La ley contempla la concesión de la nacionalidad española bajo circunstancias excepcionales para los saharauis que nacieron antes del 11 de agosto de 1977, cuando la zona era aún una colonia española. La diputada Tesh Sidi, representante de Sumar y de origen saharaui, ha destacado que cerca de 50,000 personas en los campamentos de refugiados podrían beneficiarse de esta legislación, aunque ha admitido que no todos los elegibles optarán por solicitarla.
Requisitos y Plazos para la Solicitud de Nacionalidad
Para acreditar su condición de saharaui nacido en territorio español, los solicitantes podrán presentar una serie de documentos que incluyen desde un DNI (aunque no esté vigente), hasta un certificado de nacimiento o de escolarización. La normativa establece que no se aplicarán gravámenes a la solicitud, que deberá ser presentada en un plazo de tres años a partir de la entrada en vigor de la ley, la cual se prevé seis meses tras su publicación en el Boletín Oficial del Estado (BOE).
Asimismo, el tiempo de residencia legal y continuada en España para que los saharauis puedan optar a la nacionalidad se reducirá a dos años, equiparando así este proceso al que ya existe para los ciudadanos latinoamericanos. Esta modificación representa un paso significativo hacia la inclusión, dado que el Sáhara Occidental, a pesar de ser una ex-colonia española, carecía de este tratamiento preferencial, lo que resonaba como una disonancia en el contexto de los derechos de los migrantes.

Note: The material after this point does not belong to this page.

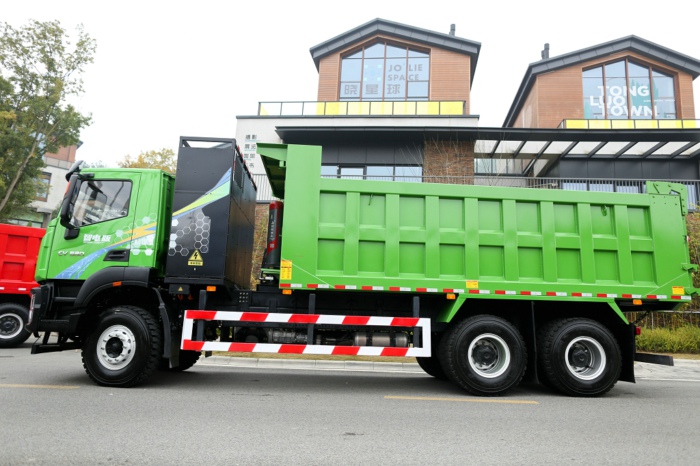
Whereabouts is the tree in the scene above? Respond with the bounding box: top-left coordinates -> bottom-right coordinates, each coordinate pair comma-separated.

Un Cambio en la Postura del PSOE y Expectativas de Futuro
Desde Izquierda Unida (IU) celebran que el PSOE, tras haber rechazado previamente la toma en consideración de esta ley en febrero de 2025, haya cambiado su posición para colaborar activamente en su trámite. Enrique Santiago, portavoz de Sumar, enfatizó que con la aprobación de siete enmiendas transaccionales se ha logrado incluir prácticamente todas las propuestas realizadas por los diferentes grupos.
En su declaración, Tesh Sidi resaltó la importancia histórica de esta legislación, argumentando que devuelve la nacionalidad a generaciones anteriores que fueron afectadas por la descolonización. La diputada expresó su optimismo respecto a la aprobación final, aunque manifestó su sorpresa ante el cambio de postura del PP, que a su juicio ha cedido a las presiones de Vox al cambiar su apoyo a los saharauis por una resistencia hacia esta ley.